En un momento de lucidez, Tonet se avergonzó de su maldad, de la indiferencia con que pensaba en la muerte del ser que estaba a sus pies y que callaba ahora, como fatigado por el llanto rabioso. Le había contemplado un instante, y sin embargo, su vista no le produjo ninguna emoción. Recordaba su rostro amoratado, el cráneo puntiagudo, los ojos saltones, la boca enorme, que se contraía, estirándose de oreja a oreja: una ridícula cabeza de sapo que le había dejado frío, sin que latiese en él el más débil sentimiento. ¡Y sin embargo, era su hijo…!

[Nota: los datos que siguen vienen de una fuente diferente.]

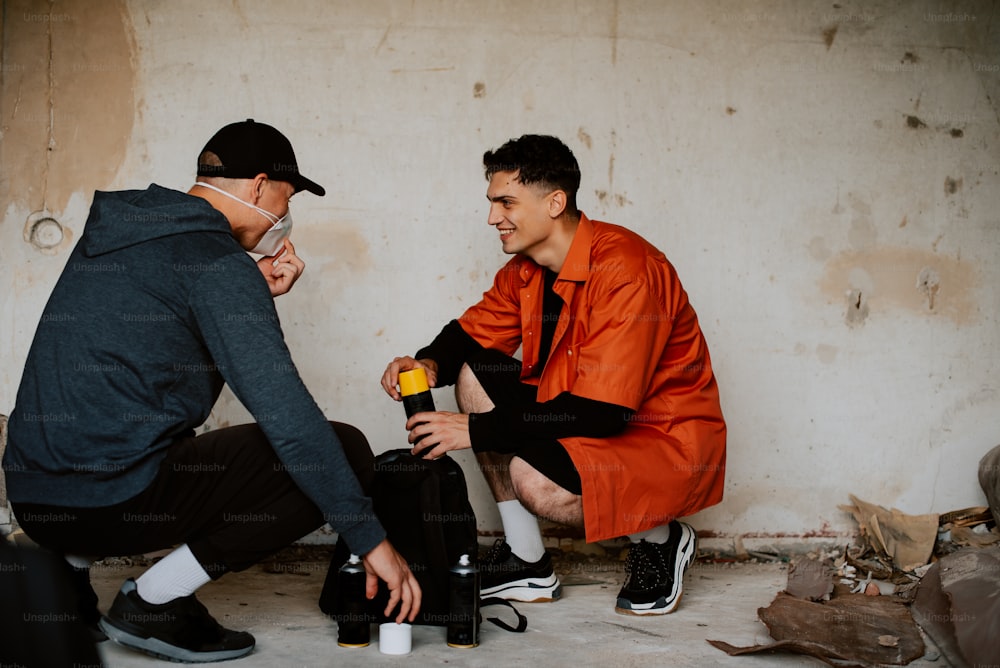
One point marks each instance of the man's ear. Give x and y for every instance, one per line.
x=257, y=187
x=557, y=203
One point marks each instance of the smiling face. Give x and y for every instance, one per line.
x=523, y=215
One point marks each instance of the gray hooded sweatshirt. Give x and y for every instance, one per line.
x=157, y=308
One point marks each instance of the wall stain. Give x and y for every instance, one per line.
x=68, y=109
x=913, y=280
x=614, y=33
x=829, y=34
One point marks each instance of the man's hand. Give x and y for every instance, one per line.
x=384, y=563
x=390, y=379
x=282, y=269
x=441, y=431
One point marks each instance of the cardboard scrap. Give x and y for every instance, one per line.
x=853, y=628
x=906, y=540
x=958, y=606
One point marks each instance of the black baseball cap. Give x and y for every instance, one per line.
x=248, y=148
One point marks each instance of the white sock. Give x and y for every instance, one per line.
x=174, y=576
x=520, y=528
x=657, y=535
x=79, y=562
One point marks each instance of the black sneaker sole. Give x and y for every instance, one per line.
x=527, y=590
x=166, y=651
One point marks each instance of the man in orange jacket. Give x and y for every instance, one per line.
x=611, y=418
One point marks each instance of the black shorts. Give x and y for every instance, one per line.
x=500, y=376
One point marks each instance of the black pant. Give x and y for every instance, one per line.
x=224, y=493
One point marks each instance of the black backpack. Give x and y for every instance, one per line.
x=423, y=504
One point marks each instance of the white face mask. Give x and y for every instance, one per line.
x=273, y=239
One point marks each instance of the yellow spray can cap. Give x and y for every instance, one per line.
x=413, y=381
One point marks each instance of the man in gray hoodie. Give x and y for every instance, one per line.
x=159, y=306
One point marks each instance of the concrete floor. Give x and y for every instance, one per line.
x=720, y=602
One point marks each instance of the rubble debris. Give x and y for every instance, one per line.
x=958, y=606
x=847, y=628
x=907, y=541
x=810, y=580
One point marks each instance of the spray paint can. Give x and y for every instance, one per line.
x=353, y=624
x=463, y=604
x=416, y=393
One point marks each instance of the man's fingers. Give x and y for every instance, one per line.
x=393, y=600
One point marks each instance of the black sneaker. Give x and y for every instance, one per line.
x=181, y=630
x=505, y=575
x=653, y=585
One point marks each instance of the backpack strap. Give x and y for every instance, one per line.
x=522, y=621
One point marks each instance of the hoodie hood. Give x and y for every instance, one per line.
x=121, y=219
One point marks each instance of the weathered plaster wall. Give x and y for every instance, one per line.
x=825, y=177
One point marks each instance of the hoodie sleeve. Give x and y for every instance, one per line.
x=235, y=313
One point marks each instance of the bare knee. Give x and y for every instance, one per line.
x=469, y=393
x=543, y=497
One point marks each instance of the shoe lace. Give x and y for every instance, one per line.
x=644, y=566
x=497, y=553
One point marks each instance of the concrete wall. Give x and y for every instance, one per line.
x=825, y=177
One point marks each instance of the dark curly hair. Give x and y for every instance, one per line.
x=538, y=159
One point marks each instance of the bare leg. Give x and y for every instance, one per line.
x=511, y=478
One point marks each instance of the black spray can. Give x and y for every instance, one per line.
x=463, y=606
x=416, y=393
x=353, y=624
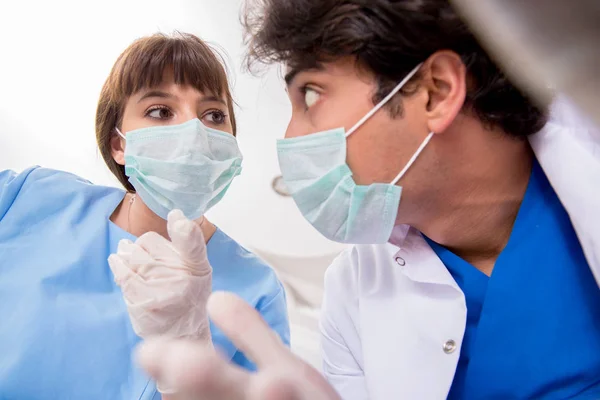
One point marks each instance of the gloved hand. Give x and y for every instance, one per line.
x=196, y=372
x=165, y=284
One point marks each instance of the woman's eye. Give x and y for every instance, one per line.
x=159, y=113
x=311, y=96
x=216, y=117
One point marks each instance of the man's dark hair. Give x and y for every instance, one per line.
x=388, y=38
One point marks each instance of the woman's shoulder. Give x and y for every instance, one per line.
x=55, y=188
x=226, y=253
x=37, y=175
x=237, y=269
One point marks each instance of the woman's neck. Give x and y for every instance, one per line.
x=133, y=216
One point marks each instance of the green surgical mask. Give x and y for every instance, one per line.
x=187, y=167
x=315, y=171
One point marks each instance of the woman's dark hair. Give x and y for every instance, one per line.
x=388, y=38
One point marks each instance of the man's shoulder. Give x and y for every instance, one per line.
x=359, y=267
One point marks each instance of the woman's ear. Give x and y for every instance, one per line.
x=447, y=86
x=117, y=148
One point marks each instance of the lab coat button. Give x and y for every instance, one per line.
x=449, y=346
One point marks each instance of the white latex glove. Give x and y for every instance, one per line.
x=197, y=372
x=166, y=284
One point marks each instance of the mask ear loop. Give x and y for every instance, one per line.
x=413, y=158
x=120, y=134
x=385, y=100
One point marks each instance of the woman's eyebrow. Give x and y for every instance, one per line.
x=157, y=93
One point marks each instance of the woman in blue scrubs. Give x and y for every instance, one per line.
x=66, y=332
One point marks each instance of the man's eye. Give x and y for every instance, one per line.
x=159, y=113
x=311, y=96
x=216, y=117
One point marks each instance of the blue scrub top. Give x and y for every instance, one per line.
x=65, y=332
x=533, y=327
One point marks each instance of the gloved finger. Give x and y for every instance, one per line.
x=244, y=326
x=193, y=369
x=187, y=238
x=274, y=387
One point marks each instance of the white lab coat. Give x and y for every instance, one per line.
x=393, y=318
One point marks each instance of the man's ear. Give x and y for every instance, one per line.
x=446, y=82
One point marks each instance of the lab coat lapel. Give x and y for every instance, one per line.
x=568, y=149
x=406, y=323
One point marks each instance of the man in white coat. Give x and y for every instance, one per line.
x=475, y=214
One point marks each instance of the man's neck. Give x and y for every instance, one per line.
x=473, y=213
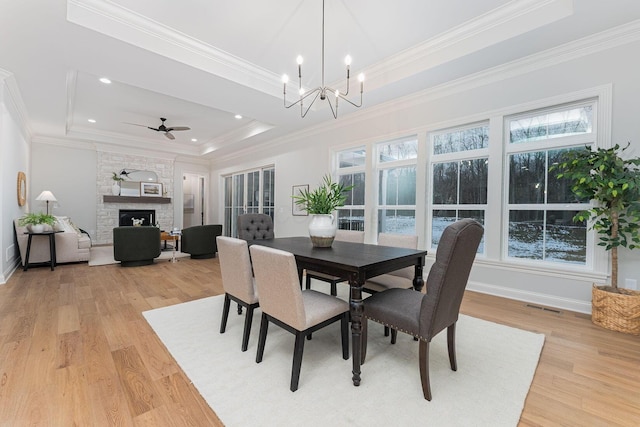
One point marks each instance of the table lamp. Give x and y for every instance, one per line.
x=47, y=196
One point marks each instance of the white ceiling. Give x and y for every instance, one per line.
x=199, y=63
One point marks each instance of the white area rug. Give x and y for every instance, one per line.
x=103, y=255
x=496, y=364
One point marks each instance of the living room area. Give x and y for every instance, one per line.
x=249, y=139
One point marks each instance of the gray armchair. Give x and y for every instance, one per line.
x=200, y=240
x=134, y=246
x=255, y=227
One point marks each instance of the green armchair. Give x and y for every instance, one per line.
x=200, y=240
x=134, y=246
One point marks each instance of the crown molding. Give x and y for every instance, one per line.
x=599, y=42
x=126, y=25
x=505, y=22
x=14, y=103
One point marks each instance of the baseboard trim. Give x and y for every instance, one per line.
x=532, y=297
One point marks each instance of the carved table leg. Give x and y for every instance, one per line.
x=356, y=310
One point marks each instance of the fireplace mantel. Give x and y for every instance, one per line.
x=133, y=199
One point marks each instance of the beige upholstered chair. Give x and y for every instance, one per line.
x=402, y=278
x=285, y=304
x=424, y=316
x=237, y=281
x=341, y=236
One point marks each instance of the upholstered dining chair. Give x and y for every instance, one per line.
x=402, y=278
x=424, y=316
x=237, y=281
x=255, y=226
x=341, y=236
x=298, y=311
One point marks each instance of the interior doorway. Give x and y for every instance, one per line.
x=193, y=192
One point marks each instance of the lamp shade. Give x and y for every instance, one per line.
x=47, y=195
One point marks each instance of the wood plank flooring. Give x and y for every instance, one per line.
x=76, y=351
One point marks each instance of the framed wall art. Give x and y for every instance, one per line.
x=150, y=189
x=297, y=210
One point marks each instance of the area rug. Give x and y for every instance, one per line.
x=496, y=365
x=103, y=255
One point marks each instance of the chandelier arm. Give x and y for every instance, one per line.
x=351, y=102
x=334, y=112
x=309, y=107
x=302, y=98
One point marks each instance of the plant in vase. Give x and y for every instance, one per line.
x=36, y=222
x=320, y=204
x=613, y=183
x=115, y=188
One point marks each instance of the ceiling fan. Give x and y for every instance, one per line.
x=162, y=128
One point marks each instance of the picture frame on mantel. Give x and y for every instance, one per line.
x=150, y=189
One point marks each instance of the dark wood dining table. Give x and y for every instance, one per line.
x=356, y=262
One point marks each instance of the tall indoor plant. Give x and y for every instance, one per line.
x=613, y=183
x=320, y=204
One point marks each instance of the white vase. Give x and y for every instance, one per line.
x=322, y=230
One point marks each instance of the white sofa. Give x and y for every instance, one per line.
x=72, y=245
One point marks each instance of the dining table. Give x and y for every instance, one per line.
x=356, y=262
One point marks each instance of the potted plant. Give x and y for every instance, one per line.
x=613, y=183
x=35, y=222
x=115, y=188
x=320, y=204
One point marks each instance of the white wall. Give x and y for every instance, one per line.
x=70, y=174
x=14, y=158
x=304, y=159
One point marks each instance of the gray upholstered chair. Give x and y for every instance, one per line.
x=255, y=227
x=200, y=240
x=237, y=281
x=402, y=278
x=134, y=246
x=285, y=304
x=341, y=236
x=424, y=316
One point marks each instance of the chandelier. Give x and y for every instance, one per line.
x=323, y=92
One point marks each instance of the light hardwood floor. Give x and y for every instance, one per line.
x=76, y=351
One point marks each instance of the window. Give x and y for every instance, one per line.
x=248, y=192
x=351, y=164
x=396, y=171
x=459, y=176
x=540, y=208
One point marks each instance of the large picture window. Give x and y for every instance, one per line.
x=351, y=164
x=459, y=177
x=397, y=186
x=541, y=208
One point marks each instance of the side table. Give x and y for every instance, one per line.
x=52, y=247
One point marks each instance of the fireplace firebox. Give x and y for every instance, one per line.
x=141, y=217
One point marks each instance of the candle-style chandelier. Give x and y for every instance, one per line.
x=322, y=91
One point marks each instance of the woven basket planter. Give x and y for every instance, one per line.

Tonet, para explicarse esta frialdad, recordaba lo que muchas veces había oído a su abuelo. Sólo las madres sienten una ternura instintiva e inmensa por sus hijos desde el momento que nacen. Los padres no los aman enseguida: necesitan que transcurra el tiempo, y sólo cuando crece el pequeño se sienten unidos a él por un continuo contacto, con cariño reflexivo y grave.

Pensaba en la fortuna de Neleta, en la integridad de aquella herencia que consideraba como propia. Alterábanse sus duras entrañas de perezoso que ve resuelto para siempre el problema de la existencia, y su egoísmo se preguntaba si era prudente comprometer la buena fortuna de su vida por conservar un ser pequeño y feo, igual a todos los recién nacidos, que no le causaba la más leve emoción.

Porque él desapareciese nada malo ocurriría a los padres; y si él vivía, tendrían que regalar a gentes odiadas la mitad del pan que se llevaban a la boca. Tonet, confundiendo la crueldad y el valor con esa ceguera propia de los criminales, se reprochaba su indecisión, que le tenía como clavado en la popa de la barca, dejando pasar el tiempo.

La oscuridad era cada vez más tenue. Se adivinaba la proximidad del día. Sobre el cielo gris del amanecer pasaban, como resbaladizas gotas de tinta, algunos grupos de aves. Lejos, por la parte del Saler, sonaban los primeros escopetazos. El pequeñuelo comenzó a llorar, martirizado por el hambre y el frío de la mañana.